Shulman sees rising property taxes, continued soft demand for office and apartment space, and the tough economic climate causing some REITs to trim their dividends in coming months. One bright spot, he believes, is regional mall operators such as General Growth Properties, Rouse, and Simon Property Group -- because retailers will still pay top dollar for prime locations. Shulman also likes REITs that own warehouses, and his top pick is CenterPoint Properties Trust. Such REITs will be among the first to benefit when the economy perks up. Shulman's favorites have already scored big gains in recent months -- up 5% to 10% since January -- and he warns they may be pricey (table).
Shulman is more bearish on REITs than his peers at other big firms. But this 60-year-old Wall Street veteran's contrarian calls have often been on the money. Shulman, who created the real estate research department at Salomon Brothers in 1986 and later served as chief equity strategist, boldly turned bullish on REITs in April, 2000. Back then, real estate stocks were down the tubes, and investors were intoxicated with tech.
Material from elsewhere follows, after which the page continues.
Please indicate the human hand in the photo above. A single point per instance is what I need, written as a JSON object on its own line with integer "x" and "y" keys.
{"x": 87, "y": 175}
Soon after, REITs began to shine. That made Shulman look prescient and helped him to earn the top honors in Institutional Investor's latest annual ranking of Wall Street analysts.
Shulman thinks the next really good year for real estate will be 2005. At that point, he expects the benefits of an improving economy to trickle down to the real estate market. Until then, you might want to heed his advice and pick your REITs carefully -- if at all.